Yesterday’s stock-market reversal will be said to have reflected investor disappointment over the central bank's stinginess in the wake of a national disaster. Not that there was any genuine disappointment in the human sense of the word; rather, it was the sort of “disappointment” we impute to the herd when a stampede needs to be explained by the pundits. But Citi shares may be expressing something more than mere disappointment. Bear-rally exhaustion, perhaps? No matter. We exited our remaining stock precisely on the high tick of the day, 45.87, a hidden pivot, leaving ourselves with some December puts that are now half paid-for with gains already booked on long stock. With any luck, Citi will fall even further, permitting us to spread off what remains of our premium risk. If the decline does indeed have farther to go, you can bet that the broad averages won’t be far behind.

 

***

 

Fidel’s Heir Apparent

 

Hugo Chavez, the Commie nut-case who runs Venezuela, has demonstrated once again that perhaps Pat Robertson’s plan for dealing with him was not such a bad idea.
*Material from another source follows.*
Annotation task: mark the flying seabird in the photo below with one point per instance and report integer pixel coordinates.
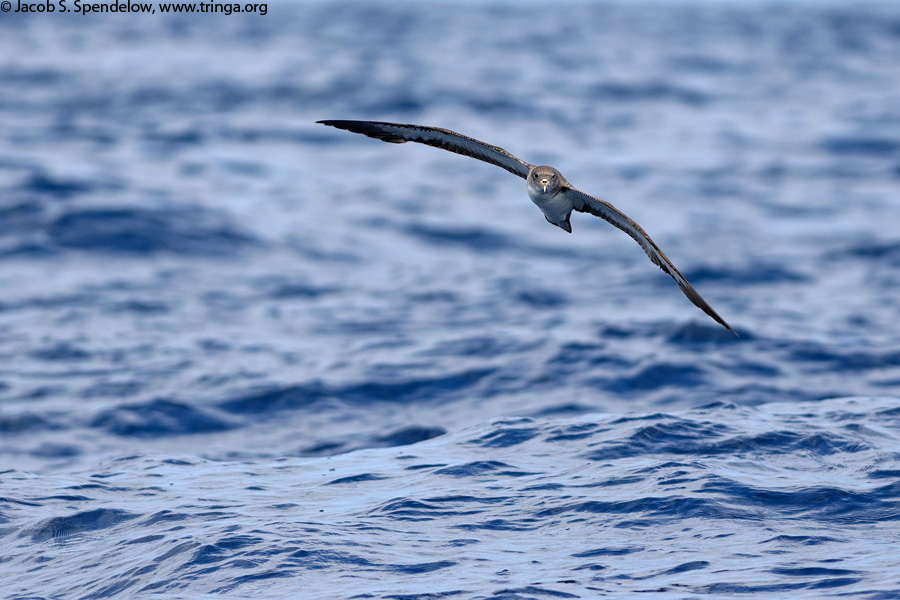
(547, 188)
Here’s Chavez, giving capitalists still more reasons to treat Venezuela as though its soil were radioactive:  

 

Venezuelan President Hugo Chavez said the South American country will stop granting mining concessions to foreign companies. Stocks of foreign mining companies operating in the country plummeted.  “There are no more mining concessions,” Chavez said, according to a Communications and Information Ministry statement. “We have to do an about face.” Chavez didn't say whether existing concessions would be revoked.

 

A Mining Association spokeswoman declined comment on the president's remarks. Canadian shares of Crystallex International Corp., which is developing the Las Cristinas gold deposit, fell C$1.51, or 48 percent, to C$1.65 before trading was suspended. The company's U.S. shares fell $1.32, or 48.5 percent, to $1.40. Shares of Gold Reserve Inc. fell 27.3 percent to $2.56, while shares of Hecla Mining Co. fell 8 percent to $3.91.